Asian Zoodles

Say hello to our Christmas dinner this year.

Pretty random, but simple and full of flavor- just how we like it. 

One of the things I loved about this meal was that it’s pretty easy to put together (not a lot of prep time), as well as the variety of textures and flavors. 


Sauce and Seasoning:
Coconut amino acid
Red chili
Hot red chili
Sesame oil
Cayenne pepper
Natural peanut butter
Tamarind paste

Bean sprouts
Crushed peanuts
Fresh cilantro

Zoodles (zucchini noodles)
Snap peas
White onion
Fresh garlic
Fresh cilantro


1. In large frying pan, heat up minced garlic with half of a white onion in sesame oil and a bit of water on med/low heat. Add shredded ginger, paprika, cayenne pepper, 1 diced red chili, 1 diced hot red chili, and sea salt to your liking, and cook until fragrant. 
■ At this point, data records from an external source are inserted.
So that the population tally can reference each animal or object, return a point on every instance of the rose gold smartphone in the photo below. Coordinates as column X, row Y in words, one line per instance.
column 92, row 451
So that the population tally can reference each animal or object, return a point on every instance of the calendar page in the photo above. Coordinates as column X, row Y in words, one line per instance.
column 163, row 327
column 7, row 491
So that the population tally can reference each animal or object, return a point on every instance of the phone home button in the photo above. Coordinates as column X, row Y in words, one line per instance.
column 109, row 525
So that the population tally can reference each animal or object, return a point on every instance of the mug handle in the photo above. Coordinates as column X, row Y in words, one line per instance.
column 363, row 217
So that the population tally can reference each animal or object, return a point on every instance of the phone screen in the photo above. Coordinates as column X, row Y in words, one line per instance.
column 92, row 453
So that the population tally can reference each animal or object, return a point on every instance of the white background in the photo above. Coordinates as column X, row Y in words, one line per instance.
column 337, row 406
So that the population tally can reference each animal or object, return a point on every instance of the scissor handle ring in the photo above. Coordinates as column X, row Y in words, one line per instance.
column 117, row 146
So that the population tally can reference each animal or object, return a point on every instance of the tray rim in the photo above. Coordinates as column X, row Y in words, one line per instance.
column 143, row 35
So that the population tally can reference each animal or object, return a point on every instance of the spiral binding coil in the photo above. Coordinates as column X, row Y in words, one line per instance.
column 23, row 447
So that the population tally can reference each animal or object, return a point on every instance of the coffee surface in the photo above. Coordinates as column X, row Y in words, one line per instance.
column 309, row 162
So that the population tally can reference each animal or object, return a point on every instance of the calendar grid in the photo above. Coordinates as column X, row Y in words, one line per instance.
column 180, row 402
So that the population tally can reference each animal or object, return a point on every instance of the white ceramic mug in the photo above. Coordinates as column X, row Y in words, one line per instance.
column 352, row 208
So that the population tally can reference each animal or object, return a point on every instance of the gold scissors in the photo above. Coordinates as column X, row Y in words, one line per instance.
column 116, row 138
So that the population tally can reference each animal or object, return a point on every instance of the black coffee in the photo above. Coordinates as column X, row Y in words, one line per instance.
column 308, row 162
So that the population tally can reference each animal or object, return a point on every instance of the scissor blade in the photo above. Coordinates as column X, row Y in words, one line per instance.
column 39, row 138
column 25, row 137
2. In separate frying pan, add chopped white mushrooms to a dash of sesame oil and minced garlic. Add coconut amino acid to your liking, and sauté on low heat. 

3. In a large pot, add chopped cauliflower, broccoli, snap peas, and asparagus to a bit of water, sesame oil, and minced garlic on med/high heat. Let the veggies steam to your liking, and add a sprinkle of coconut amino acid.

4. Once the sauce/spice mixture is hot and fragrant, add zoodles. We didn’t have a spiraler, so we used store bought (3 packs) for 4 people. 

5. Let the zoodles get soft in the spicy mixture. You might need to add a bit more water. I didn’t want it to be soupy, but I wanted there to be broth with tons of flavor. Use as much liquid as you like here. 

6. Once zoodles are soft, stir in 1 T of natural peanut butter and 1 T tamarind paste to thicken the broth. Let simmer on low heat to soak up as much flavor as possible. 

7. When mushrooms and steamed veggies are cooked to your liking, then you can plate. Use the zoodles and broth as a base, topped with steamed veggies and sautéed mushrooms. Sprinkle crushed seaweed on top, along with crushed peanuts, bean sprouts, and additional hot red chili if you like it spicy.